Il più grande successo l’ottenemmo nel lancio del disco dove si registrò la prima ed unica doppietta italiana nell’atletica: primo Adolfo Consolini, secondo Giuseppe Tosi. Consolini per oltre trent’anni fu la nostra bandiera nell’atletica leggera; il 22 luglio del 1937 indossò la prima maglia azzurra, 24 anni dopo passava i gradi di capitano a Livio Berruti. Partecipò a quattro olimpiadi, ottenendo un primo, un secondo e un sesto posto. Stabilì tre primati mondiali, tre primi posti ai campionati europei, e fu 15 volte campione nazionale!
A Londra soddisfazioni nei lanci arrivarono anche dalle donne. Amelia Piccinini nel peso ed Edera Cordiale Gentile nel disco.
Un magro bottino, sorprendentemente, arrivò dalla scherma: una sola medaglia d’oro. Ci consoliamo nel ciclismo dove vinciamo due medaglie d’oro: nella velocità e nel tandem. Un’altra medaglia d’oro arriva dalla lotta greco-romana con Pietro Lombardi. Ancora oro dal pugilato nei pesi piuma con Formenti; siamo campioni nella pallanuoto dove battiamo i maestri magiari vincendo tutte le partite.

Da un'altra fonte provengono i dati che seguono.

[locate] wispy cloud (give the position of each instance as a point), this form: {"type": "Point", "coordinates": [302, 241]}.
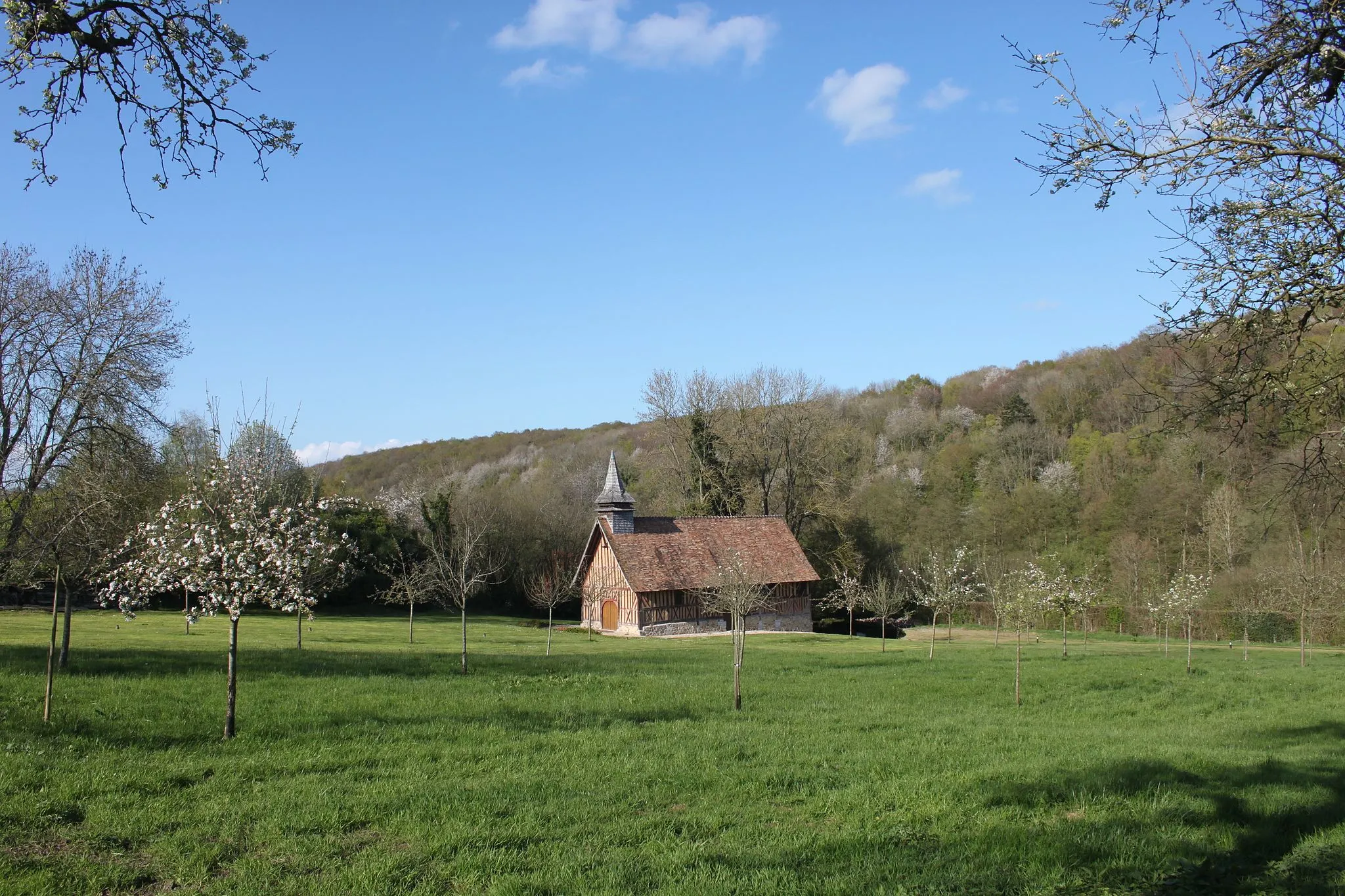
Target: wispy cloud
{"type": "Point", "coordinates": [658, 41]}
{"type": "Point", "coordinates": [320, 452]}
{"type": "Point", "coordinates": [862, 105]}
{"type": "Point", "coordinates": [572, 23]}
{"type": "Point", "coordinates": [944, 96]}
{"type": "Point", "coordinates": [688, 38]}
{"type": "Point", "coordinates": [943, 187]}
{"type": "Point", "coordinates": [541, 74]}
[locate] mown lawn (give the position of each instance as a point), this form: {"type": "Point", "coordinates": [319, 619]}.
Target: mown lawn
{"type": "Point", "coordinates": [369, 766]}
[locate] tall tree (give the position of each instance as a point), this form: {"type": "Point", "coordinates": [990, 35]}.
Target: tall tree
{"type": "Point", "coordinates": [170, 69]}
{"type": "Point", "coordinates": [85, 356]}
{"type": "Point", "coordinates": [1250, 140]}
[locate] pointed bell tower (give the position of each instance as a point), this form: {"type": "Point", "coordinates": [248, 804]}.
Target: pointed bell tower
{"type": "Point", "coordinates": [615, 504]}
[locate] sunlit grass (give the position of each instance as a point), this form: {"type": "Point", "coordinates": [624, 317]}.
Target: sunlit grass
{"type": "Point", "coordinates": [369, 766]}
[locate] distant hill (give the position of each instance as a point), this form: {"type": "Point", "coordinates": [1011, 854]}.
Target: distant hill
{"type": "Point", "coordinates": [368, 475]}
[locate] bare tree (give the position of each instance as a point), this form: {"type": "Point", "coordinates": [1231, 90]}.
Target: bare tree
{"type": "Point", "coordinates": [84, 356]}
{"type": "Point", "coordinates": [548, 590]}
{"type": "Point", "coordinates": [887, 601]}
{"type": "Point", "coordinates": [1250, 140]}
{"type": "Point", "coordinates": [460, 561]}
{"type": "Point", "coordinates": [738, 594]}
{"type": "Point", "coordinates": [1222, 521]}
{"type": "Point", "coordinates": [409, 584]}
{"type": "Point", "coordinates": [849, 595]}
{"type": "Point", "coordinates": [169, 68]}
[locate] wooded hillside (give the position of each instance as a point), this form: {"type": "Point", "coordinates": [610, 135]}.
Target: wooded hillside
{"type": "Point", "coordinates": [1072, 458]}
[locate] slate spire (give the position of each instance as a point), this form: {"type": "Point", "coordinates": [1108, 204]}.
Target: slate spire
{"type": "Point", "coordinates": [613, 503]}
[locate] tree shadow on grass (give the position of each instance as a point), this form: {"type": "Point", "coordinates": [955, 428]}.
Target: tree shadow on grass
{"type": "Point", "coordinates": [1285, 822]}
{"type": "Point", "coordinates": [1275, 813]}
{"type": "Point", "coordinates": [310, 662]}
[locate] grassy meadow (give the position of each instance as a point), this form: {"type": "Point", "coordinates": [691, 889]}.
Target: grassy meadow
{"type": "Point", "coordinates": [369, 766]}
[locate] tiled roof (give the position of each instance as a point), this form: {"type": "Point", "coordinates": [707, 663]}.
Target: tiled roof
{"type": "Point", "coordinates": [666, 554]}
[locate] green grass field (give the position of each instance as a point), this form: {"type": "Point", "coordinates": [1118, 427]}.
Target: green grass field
{"type": "Point", "coordinates": [369, 766]}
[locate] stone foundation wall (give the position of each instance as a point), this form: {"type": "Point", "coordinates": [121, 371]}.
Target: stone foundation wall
{"type": "Point", "coordinates": [684, 628]}
{"type": "Point", "coordinates": [780, 622]}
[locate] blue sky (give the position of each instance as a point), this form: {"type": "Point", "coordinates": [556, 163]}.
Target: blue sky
{"type": "Point", "coordinates": [506, 215]}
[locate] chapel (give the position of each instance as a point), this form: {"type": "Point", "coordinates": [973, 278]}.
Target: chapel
{"type": "Point", "coordinates": [642, 575]}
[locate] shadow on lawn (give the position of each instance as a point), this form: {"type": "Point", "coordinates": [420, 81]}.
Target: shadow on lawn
{"type": "Point", "coordinates": [310, 662]}
{"type": "Point", "coordinates": [1270, 811]}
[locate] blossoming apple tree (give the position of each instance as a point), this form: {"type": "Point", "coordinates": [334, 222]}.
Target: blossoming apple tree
{"type": "Point", "coordinates": [228, 543]}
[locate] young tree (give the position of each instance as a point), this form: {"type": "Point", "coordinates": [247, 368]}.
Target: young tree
{"type": "Point", "coordinates": [1306, 589]}
{"type": "Point", "coordinates": [408, 581]}
{"type": "Point", "coordinates": [1087, 595]}
{"type": "Point", "coordinates": [1023, 602]}
{"type": "Point", "coordinates": [1251, 603]}
{"type": "Point", "coordinates": [1162, 613]}
{"type": "Point", "coordinates": [1187, 594]}
{"type": "Point", "coordinates": [1060, 595]}
{"type": "Point", "coordinates": [169, 68]}
{"type": "Point", "coordinates": [993, 581]}
{"type": "Point", "coordinates": [942, 584]}
{"type": "Point", "coordinates": [227, 544]}
{"type": "Point", "coordinates": [738, 594]}
{"type": "Point", "coordinates": [548, 590]}
{"type": "Point", "coordinates": [849, 595]}
{"type": "Point", "coordinates": [885, 599]}
{"type": "Point", "coordinates": [459, 558]}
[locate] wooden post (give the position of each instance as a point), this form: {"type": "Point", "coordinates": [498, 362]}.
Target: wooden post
{"type": "Point", "coordinates": [232, 699]}
{"type": "Point", "coordinates": [51, 648]}
{"type": "Point", "coordinates": [738, 662]}
{"type": "Point", "coordinates": [464, 637]}
{"type": "Point", "coordinates": [65, 636]}
{"type": "Point", "coordinates": [1188, 644]}
{"type": "Point", "coordinates": [1017, 671]}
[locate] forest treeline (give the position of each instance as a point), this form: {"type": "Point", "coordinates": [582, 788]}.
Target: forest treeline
{"type": "Point", "coordinates": [1080, 459]}
{"type": "Point", "coordinates": [1091, 464]}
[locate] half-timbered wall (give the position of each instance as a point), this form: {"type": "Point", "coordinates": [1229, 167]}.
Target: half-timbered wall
{"type": "Point", "coordinates": [604, 581]}
{"type": "Point", "coordinates": [658, 608]}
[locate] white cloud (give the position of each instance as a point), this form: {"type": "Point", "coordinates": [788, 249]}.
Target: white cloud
{"type": "Point", "coordinates": [657, 41]}
{"type": "Point", "coordinates": [865, 104]}
{"type": "Point", "coordinates": [689, 38]}
{"type": "Point", "coordinates": [573, 23]}
{"type": "Point", "coordinates": [944, 96]}
{"type": "Point", "coordinates": [943, 186]}
{"type": "Point", "coordinates": [544, 75]}
{"type": "Point", "coordinates": [320, 452]}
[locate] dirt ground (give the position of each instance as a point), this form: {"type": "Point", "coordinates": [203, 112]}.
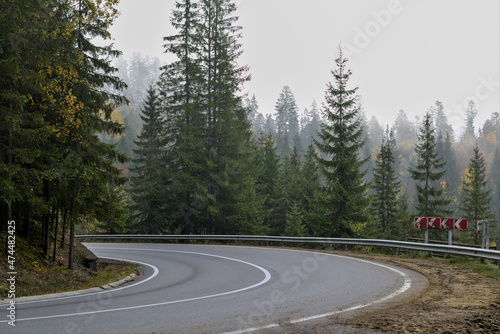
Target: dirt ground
{"type": "Point", "coordinates": [455, 300]}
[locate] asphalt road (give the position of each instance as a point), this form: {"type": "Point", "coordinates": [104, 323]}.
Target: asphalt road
{"type": "Point", "coordinates": [215, 289]}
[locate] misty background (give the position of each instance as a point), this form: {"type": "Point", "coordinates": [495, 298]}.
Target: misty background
{"type": "Point", "coordinates": [404, 54]}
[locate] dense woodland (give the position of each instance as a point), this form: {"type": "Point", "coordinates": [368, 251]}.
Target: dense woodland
{"type": "Point", "coordinates": [97, 143]}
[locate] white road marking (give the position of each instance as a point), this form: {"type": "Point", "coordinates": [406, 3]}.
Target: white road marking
{"type": "Point", "coordinates": [406, 285]}
{"type": "Point", "coordinates": [265, 280]}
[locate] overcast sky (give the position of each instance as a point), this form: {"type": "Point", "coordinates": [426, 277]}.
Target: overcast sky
{"type": "Point", "coordinates": [404, 54]}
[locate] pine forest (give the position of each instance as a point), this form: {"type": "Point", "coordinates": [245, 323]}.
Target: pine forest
{"type": "Point", "coordinates": [91, 142]}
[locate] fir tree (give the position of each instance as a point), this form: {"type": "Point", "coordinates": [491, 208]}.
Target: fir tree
{"type": "Point", "coordinates": [311, 185]}
{"type": "Point", "coordinates": [386, 186]}
{"type": "Point", "coordinates": [469, 134]}
{"type": "Point", "coordinates": [441, 121]}
{"type": "Point", "coordinates": [287, 123]}
{"type": "Point", "coordinates": [475, 193]}
{"type": "Point", "coordinates": [345, 201]}
{"type": "Point", "coordinates": [295, 223]}
{"type": "Point", "coordinates": [148, 179]}
{"type": "Point", "coordinates": [428, 172]}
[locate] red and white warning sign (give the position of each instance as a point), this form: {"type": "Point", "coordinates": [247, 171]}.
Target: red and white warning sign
{"type": "Point", "coordinates": [440, 223]}
{"type": "Point", "coordinates": [434, 222]}
{"type": "Point", "coordinates": [420, 222]}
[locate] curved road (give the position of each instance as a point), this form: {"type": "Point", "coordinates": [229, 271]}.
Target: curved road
{"type": "Point", "coordinates": [214, 289]}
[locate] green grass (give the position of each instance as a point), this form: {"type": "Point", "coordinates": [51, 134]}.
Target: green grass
{"type": "Point", "coordinates": [37, 276]}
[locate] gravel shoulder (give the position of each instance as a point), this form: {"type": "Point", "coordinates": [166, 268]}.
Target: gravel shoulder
{"type": "Point", "coordinates": [455, 300]}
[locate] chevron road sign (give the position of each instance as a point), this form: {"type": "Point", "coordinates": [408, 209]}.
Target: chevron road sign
{"type": "Point", "coordinates": [440, 223]}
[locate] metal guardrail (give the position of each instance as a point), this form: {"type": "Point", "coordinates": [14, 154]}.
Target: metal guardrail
{"type": "Point", "coordinates": [457, 250]}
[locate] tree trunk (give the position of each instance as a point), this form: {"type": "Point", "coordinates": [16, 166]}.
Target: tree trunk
{"type": "Point", "coordinates": [71, 234]}
{"type": "Point", "coordinates": [63, 237]}
{"type": "Point", "coordinates": [54, 252]}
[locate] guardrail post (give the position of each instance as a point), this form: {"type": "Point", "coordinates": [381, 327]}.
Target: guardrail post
{"type": "Point", "coordinates": [498, 248]}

Naturalmente non può mancare la grande delusione: arriva proprio dallo sport più popolare: il calcio. Veniamo eliminanti con un sonoro 5 a 0 dalla Danimarca: è l’ultima partita della nazionale sotto la guida di Vittorio Pozzo. Che rimase imbattuta per 30 partite!
In ogni caso l’esito finale è soddisfacente: arriviamo terzi , dopo Usa e Svezia in un’ Olimpiade dove non ci volevano. (……o ci temevano ?)
In Italia il 1 gennaio entra in vigore la Costituzione Repubblicana, 14 luglio avviene l’attentato contro Togliatti. Per fortuna che Bartali vince il Tour! Ma le vittorie sportive seppure porteranno un po’ di serenità, non faranno dimenticare i 56 milioni di morti provocati dalla guerra.
Ad Helsinki, nel 1952, il pomeriggio di sabato19 luglio 1952 piove ma le 70.000 persone presenti sugli spalti dello stadio non sembrano accorgersene, talmente prese ed emozionate dal rito che si stava svolgendo davanti loro.
Da poco erano sfilati gli atleti di 69 nazioni e il Presidente del loro comitato olimpico stava parlando con voce commossa, mettendo in risalto l’importanza dei giochi per il loro piccolo paese; dopodiché il Presidente della Repubblica dichiarò aperti i Giochi della XV Olimpiade.
Ora era giunto il momento più atteso, il più toccante dell’intera cerimonia: l’arrivo della fiaccola olimpica; ecco entrare l’ultimo staffettista accolto da un boato, eh sì perché quell’uomo dai tratti invecchiati, appesantito, era una leggenda dello sport, il loro vanto, l’uomo a cui avevano eretto un monumento: era Paavo Nurmi.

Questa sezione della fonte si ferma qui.